【香港チャンピオンズデー】クイーンエリザベスII世C出走ディアドラ武豊「日本人ジョッキーの意地見せたい」

2019年04月25日 16時30分

ディアドラは名手を背に快走。追い切り後の武豊からは笑みがこぼれた

【香港・シャティン発】日本馬は24日、出走全4頭が最終追い切りを行った。中でも気配の良さが目立っていたのは、クイーンエリザベスII世C(芝2000メートル)に出走する牝馬2頭だ。

 昨年暮れの香港C・2着リベンジを狙うディアドラは、武豊が騎乗して芝で単走。初コンタクトとなる人馬はお互いの呼吸を確かめるように、ゆったりとしたペースで流れに乗り、直線で一気に脚を解放した。男勝りの豪快なフットワークでマークした時計はラスト2ハロン20・9秒(4ハロン46・5秒)。実戦並みの数字を余力十分に叩き出し、絶好の仕上がりをアピールした。

 引き揚げてきた武豊は「初めて乗せていただきましたが、非常に乗りやすい馬だな、と。動きは良かったし、追い切り後の息遣いもね。こういうチャンスを頂けてワクワクしてるし、日本人ジョッキーとしても意地を見せたい」。

 リスグラシューも馬場に出てきた瞬間に、状態の良さが伝わってきた。輸送に課題のある馬が馬体を細く見せないのは何よりの強調材料。芝半マイルからの行きだしで鞍上の手は最後まで動かなかったが、走りには数字(4ハロン48・0―21・4秒)以上の躍動感があった。香港ヴァーズ2着の雪辱へ、こちらも態勢は着々と整いつつある。

 矢作調教師は「暮れとは見た目が全然違う。ヴァーズの時は2歳のリスグラシューを見ているようだったけど、今回のシルエットには非常に満足している」と納得の表情。動きについても「良かった。思ったほど気が入っていない感じはあったが、そこは今後の微調整で。うまくサジ加減をして、ベストの状態に持っていきたい」と腕をぶした。

 ウインブライトも芝で単走。ゴール前で軽く仕掛けられるとスッと反応して、6ハロン76・5―21・7秒と上々の動きを見せた。

 騎乗した松岡は「いい雰囲気できています。あとは暑さがどうかですね」と30度近い現地の気温をポイントに挙げた。

 チェアマンズスプリントプライズ(芝1200メートル)のナックビーナスは芝で単走。最後まで余力残しの内容で、4ハロン54・6―24・0秒をマークした。

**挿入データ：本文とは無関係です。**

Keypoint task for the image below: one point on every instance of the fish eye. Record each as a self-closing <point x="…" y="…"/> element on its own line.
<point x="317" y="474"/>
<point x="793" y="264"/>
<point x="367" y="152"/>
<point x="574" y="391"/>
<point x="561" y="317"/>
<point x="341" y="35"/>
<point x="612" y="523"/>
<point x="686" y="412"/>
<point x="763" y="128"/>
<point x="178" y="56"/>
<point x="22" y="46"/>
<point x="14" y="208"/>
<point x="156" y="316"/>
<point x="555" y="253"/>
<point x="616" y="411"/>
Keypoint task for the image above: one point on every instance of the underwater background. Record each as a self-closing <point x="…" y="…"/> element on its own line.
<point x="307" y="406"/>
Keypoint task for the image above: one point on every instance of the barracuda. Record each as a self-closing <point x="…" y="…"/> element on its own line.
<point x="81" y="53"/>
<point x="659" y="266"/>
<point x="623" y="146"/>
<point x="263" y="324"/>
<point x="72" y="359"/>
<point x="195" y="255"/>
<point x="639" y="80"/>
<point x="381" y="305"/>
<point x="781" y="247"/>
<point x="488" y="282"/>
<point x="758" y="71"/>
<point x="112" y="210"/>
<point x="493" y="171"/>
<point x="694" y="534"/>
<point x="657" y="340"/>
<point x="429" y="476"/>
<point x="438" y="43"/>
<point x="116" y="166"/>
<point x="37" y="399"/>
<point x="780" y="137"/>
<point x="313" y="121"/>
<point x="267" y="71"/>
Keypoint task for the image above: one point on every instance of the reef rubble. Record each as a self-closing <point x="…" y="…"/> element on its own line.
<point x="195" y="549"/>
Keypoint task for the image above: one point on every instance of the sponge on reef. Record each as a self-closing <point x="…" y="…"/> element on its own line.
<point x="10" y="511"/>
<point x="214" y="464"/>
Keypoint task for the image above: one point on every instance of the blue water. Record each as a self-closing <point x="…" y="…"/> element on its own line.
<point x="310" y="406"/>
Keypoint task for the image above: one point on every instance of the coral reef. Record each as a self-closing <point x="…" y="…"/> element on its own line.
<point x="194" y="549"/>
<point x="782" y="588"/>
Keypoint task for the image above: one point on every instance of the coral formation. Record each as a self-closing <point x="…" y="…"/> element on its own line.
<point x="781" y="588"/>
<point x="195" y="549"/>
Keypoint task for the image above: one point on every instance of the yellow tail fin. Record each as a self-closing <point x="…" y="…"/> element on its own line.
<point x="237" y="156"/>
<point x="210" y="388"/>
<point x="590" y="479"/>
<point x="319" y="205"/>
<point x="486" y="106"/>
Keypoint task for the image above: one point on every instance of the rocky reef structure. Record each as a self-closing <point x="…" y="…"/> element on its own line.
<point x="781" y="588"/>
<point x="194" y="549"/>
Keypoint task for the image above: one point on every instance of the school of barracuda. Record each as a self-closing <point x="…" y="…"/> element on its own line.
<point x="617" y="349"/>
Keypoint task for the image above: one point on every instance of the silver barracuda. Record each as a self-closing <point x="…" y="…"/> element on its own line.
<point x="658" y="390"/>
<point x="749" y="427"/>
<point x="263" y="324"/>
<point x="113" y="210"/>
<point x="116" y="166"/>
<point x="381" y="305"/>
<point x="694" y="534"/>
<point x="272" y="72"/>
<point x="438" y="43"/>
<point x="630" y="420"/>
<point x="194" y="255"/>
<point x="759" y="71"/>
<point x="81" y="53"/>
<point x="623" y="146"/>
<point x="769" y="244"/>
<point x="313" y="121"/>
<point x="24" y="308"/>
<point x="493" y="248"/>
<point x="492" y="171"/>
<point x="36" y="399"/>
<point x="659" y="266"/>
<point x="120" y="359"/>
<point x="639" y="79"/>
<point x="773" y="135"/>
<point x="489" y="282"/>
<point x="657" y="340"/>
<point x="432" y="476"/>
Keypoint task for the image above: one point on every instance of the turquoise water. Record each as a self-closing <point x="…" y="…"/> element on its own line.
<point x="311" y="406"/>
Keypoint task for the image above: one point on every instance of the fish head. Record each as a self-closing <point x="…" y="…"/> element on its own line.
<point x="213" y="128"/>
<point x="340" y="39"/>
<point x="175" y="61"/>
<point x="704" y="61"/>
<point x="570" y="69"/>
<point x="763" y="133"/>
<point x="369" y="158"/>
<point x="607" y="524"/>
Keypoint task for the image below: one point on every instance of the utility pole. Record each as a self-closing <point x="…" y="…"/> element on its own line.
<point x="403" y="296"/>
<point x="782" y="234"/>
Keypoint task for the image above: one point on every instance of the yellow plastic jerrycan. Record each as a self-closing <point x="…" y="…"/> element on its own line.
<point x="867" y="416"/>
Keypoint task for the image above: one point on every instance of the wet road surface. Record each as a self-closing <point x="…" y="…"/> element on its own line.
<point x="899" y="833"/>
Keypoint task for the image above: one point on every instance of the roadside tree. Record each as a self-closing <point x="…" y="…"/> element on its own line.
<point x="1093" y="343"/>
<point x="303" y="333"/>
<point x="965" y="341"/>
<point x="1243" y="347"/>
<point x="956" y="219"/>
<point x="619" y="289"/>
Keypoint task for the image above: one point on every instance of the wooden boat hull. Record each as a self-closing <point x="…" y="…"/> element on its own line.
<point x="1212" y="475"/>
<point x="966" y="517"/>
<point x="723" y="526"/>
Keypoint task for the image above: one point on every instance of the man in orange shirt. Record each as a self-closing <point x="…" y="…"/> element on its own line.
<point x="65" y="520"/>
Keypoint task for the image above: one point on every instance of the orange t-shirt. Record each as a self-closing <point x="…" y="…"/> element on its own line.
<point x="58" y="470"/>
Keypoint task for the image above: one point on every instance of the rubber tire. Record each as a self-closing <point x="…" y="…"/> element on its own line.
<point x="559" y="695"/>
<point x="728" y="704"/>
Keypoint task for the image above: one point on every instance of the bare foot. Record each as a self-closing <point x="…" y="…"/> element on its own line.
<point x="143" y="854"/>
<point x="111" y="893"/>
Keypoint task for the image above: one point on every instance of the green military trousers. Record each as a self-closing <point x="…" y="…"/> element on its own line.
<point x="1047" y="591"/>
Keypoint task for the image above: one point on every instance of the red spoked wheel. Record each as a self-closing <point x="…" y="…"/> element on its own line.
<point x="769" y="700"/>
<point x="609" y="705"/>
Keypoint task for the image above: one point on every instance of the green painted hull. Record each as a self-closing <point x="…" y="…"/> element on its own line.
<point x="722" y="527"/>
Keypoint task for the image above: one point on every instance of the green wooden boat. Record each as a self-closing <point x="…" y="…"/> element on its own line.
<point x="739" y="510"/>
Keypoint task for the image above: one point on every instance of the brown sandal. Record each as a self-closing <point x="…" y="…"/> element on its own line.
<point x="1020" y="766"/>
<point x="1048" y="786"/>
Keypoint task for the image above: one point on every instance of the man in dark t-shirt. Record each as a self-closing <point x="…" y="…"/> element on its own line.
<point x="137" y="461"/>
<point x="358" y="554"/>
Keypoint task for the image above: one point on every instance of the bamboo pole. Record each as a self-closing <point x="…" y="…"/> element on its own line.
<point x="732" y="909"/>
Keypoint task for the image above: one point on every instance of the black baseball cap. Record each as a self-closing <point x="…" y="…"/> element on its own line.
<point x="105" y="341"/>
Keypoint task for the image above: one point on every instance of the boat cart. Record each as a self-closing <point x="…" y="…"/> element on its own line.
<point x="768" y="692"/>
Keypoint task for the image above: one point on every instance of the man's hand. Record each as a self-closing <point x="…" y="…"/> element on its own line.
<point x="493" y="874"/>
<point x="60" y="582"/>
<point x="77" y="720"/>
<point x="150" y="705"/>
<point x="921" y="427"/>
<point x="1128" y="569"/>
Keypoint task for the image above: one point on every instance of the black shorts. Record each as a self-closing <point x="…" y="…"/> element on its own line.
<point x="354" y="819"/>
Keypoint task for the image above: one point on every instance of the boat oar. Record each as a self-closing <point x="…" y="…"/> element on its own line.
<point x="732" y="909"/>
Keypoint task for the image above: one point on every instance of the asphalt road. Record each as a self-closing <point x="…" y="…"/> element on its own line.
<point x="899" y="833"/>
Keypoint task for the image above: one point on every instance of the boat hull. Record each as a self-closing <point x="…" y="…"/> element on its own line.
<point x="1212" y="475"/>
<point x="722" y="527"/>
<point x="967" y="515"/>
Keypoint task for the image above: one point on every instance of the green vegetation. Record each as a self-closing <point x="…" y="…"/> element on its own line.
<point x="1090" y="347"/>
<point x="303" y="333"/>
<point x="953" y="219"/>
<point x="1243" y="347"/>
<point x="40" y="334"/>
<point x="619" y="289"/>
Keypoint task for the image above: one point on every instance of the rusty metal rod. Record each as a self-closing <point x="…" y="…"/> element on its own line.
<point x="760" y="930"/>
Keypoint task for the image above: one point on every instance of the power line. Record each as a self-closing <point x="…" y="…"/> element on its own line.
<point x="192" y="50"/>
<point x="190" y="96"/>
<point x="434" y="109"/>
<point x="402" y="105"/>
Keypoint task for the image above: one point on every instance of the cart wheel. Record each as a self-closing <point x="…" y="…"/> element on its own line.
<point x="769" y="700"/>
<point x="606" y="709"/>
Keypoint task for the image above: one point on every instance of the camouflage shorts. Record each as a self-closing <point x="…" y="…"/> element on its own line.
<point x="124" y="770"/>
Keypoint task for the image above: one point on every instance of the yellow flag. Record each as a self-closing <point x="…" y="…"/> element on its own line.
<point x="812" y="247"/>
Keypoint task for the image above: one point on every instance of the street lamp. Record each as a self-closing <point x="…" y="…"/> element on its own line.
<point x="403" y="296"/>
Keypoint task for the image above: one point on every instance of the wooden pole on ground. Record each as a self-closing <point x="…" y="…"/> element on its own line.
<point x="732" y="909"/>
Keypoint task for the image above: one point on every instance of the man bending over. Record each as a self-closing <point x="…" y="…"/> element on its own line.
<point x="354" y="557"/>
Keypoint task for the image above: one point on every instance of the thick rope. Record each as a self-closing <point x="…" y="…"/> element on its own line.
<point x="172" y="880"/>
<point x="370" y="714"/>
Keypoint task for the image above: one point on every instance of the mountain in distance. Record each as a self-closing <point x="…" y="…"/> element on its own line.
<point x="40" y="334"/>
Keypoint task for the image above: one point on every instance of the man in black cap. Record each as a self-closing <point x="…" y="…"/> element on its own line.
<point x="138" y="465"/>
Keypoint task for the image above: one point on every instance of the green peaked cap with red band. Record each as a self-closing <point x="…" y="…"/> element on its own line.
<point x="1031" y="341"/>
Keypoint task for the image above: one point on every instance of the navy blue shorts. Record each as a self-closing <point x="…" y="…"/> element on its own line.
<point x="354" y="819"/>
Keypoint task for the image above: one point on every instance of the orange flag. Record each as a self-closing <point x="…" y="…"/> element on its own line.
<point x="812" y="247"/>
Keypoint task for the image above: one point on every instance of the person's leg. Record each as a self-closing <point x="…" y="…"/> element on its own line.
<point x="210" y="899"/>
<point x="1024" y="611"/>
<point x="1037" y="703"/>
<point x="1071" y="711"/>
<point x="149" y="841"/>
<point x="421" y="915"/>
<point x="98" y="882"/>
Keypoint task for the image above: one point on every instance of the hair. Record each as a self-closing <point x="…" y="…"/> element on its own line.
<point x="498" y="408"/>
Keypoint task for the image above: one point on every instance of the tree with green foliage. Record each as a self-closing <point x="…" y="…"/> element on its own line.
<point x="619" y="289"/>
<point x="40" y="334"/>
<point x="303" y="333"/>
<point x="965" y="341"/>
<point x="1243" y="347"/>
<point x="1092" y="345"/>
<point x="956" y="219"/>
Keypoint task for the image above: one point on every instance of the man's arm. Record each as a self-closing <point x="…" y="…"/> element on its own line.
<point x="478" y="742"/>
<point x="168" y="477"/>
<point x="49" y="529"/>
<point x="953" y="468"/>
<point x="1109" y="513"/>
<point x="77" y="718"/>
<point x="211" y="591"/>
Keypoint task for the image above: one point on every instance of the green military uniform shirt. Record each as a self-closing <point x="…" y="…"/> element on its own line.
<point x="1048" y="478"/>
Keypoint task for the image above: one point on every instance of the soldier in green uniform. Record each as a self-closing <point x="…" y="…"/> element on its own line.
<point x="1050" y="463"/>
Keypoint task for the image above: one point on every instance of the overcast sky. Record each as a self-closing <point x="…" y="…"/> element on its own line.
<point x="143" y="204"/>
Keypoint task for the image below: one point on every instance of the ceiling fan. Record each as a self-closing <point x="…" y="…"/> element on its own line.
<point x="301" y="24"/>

【JRAが馬券発売】香港チャンピオンズデーに行われるクイーンエリザベスII世C(8R)とチェアマンズスプリントプライズ(6R)の馬券発売は、インターネット投票はレース当日の午前7時から。締め切りは発走予定時刻4分前(枠連発売なし)。UMACA投票(キャッシュレス)は導入されている福島、東京、中京、京都、阪神の各競馬場、新白河、銀座、難波、神戸(A館)の各ウインズの計9事業所(発売時間等、詳細はJRAホームページでご確認ください)。